Cheguei a Itapeva em 1969. Na época era a "Capital dos Minérios". Lembro apenas da Praça Anchiieta, com muitos prédios históricos e que hoje está totalmente descaracterizada.

Em 1972 passei a morar definitivamente na cidade. A av. Acacio Piedade estava sendo pavimentada com lajotas e a região vivia o "boom" do reflorestemto. Todos os empresários queriam investir em projetos de reflorestamento, cujos valores podiam ser abatidos do Imposta de Renda.

A cidade já começava a se destacar por sediar entidades de ensino, saúde, energia, bancárias, etc. e aos poucos ia se tornando o polo de uma região que abrange vários municípios.

As terras valorizaram, os incentivos fiscais diminuiram e as reflorestadoras foram embora para o Estado de Mato Grosso.

Em 1982 a cidade estava estagnada e fui embora, tendo morado no litoral paulista e em Brasília/DF, sempre retornando periodicamente. Quem bebeu a água sempre volta.

De 1982 a 2005, para quem chegava de fora, a cidade sempre passava uma imagem de estagnação. No Brasil o progresso se espalhava para o interior, mas não chegava à nossa região.

As reflorestadoras que foram embora acabaram gerando no Mato Grosso do Sul um parque madeireiro cujo centro é Três Lagoas/MS, que de 2009 a 2012 recebeu investimentos de R$ 10,7 bilhões somente do setor de papel e celulose.

O ecoturismo foi outra oportunidade perdida pela nossa região. Ele foi decisivo para o desenvolvimento de várias regiões do Brasil. Brasília tem um cinturão de cidades turísticas que atraem milhares de pessoas todos os fins de semana. Os donos de pousadas de lá ficam incrédulos ao saber que os paulistas viajam 1,200 km para conhecer a Chapada dos Veadeiros e desconhecem Itapeva, que tem os mesmos atrativos e está situada a apenas 280 km da cidade de São Paulo.

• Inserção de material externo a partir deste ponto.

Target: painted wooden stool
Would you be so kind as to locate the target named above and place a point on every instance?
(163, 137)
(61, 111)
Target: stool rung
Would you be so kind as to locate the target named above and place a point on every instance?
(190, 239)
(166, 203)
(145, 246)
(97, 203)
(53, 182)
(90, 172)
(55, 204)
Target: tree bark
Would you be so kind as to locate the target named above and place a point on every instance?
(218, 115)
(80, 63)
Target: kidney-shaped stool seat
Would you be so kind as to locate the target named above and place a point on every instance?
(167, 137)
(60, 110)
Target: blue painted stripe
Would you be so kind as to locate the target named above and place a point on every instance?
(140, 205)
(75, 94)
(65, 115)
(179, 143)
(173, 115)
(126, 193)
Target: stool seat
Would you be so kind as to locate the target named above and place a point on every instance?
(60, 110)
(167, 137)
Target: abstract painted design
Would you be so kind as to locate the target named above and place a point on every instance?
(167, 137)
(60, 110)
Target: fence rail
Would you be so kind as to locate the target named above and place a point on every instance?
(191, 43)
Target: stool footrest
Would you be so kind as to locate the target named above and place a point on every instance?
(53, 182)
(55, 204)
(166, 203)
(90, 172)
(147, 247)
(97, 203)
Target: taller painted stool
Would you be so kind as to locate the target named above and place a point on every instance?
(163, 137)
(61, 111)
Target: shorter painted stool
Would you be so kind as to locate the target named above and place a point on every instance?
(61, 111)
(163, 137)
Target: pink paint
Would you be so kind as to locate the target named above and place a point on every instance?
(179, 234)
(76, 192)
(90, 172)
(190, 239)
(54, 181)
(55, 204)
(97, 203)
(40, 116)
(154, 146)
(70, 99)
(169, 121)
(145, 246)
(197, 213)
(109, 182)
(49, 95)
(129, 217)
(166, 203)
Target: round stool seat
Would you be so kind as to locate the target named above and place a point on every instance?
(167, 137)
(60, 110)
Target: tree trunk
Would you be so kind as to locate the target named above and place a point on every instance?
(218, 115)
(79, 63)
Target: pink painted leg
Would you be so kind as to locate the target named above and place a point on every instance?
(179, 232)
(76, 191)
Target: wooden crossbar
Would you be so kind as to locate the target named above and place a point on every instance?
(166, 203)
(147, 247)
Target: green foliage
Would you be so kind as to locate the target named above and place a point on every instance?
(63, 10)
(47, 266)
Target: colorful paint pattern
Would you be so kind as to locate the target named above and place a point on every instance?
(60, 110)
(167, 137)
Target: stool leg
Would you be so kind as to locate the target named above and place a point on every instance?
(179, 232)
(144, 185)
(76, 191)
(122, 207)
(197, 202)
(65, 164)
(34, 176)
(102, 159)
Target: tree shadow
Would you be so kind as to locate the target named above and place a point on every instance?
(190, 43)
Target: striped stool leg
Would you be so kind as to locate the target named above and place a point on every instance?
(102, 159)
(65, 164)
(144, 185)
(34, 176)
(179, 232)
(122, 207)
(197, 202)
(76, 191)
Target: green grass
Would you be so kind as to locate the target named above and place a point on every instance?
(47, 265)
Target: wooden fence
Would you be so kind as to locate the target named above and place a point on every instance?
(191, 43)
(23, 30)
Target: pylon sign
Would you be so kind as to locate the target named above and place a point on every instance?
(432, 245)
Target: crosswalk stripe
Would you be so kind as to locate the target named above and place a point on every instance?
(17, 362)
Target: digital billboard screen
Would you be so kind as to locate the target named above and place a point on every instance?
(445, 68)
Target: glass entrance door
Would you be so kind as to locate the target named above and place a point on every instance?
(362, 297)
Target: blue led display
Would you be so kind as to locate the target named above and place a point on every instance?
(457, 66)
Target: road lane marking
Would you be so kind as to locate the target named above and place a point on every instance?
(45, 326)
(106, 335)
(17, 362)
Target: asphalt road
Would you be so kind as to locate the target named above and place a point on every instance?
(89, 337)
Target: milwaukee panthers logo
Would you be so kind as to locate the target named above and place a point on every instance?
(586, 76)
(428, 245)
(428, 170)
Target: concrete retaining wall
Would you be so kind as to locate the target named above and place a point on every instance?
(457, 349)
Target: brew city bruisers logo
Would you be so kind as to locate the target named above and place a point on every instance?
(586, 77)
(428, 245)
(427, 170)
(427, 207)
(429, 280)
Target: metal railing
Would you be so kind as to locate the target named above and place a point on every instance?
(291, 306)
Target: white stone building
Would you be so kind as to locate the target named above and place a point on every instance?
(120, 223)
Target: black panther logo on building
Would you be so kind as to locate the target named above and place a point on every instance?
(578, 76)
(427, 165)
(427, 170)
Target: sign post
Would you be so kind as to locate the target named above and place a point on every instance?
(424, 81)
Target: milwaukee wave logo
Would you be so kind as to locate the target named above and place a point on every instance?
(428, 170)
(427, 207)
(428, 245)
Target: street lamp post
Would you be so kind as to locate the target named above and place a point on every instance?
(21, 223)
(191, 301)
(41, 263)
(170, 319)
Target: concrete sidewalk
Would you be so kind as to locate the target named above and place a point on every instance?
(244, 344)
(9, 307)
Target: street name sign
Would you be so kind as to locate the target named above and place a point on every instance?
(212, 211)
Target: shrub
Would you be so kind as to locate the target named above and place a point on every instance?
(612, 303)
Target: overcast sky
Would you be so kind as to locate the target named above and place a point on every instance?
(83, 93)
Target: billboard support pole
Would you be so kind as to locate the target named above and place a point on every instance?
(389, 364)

Nos últimos dez anos porém, houve mudanças importantes. A estrada que liga a cidade à capital foi duplicada, tornando o acesso muito mais rápido e seguro. Itapeva tornou-se uma cidade universitária, com vários estabelecimentos governamentais e partitulares. Puxada pelo agronegócio firmou-se definitivamente como centro hospitalar, educacional comercial e logístico da região. Para o ecoturismo e as industrias chegarem é uma questão de tempo. Itapeva é "a bola da vez", como se diz comumente.

Neste cenário, o empreendedorismo torna-se absolutamente indispensável. A população cresceu e tornou-se mais exigente. As necessidades aumentaram e as oportunidades de negócio estão aparecendo. As Faculdades estão continuamente lançando novos profissionais no mercado, mas de modo geral, eles não estão preparados para ser empresários.

Neste sentido, estaremos divulgando fatos, casos e experiências focando as melhores práticas de empreendedorismo que possam ser úteis aos empresários da nossa região.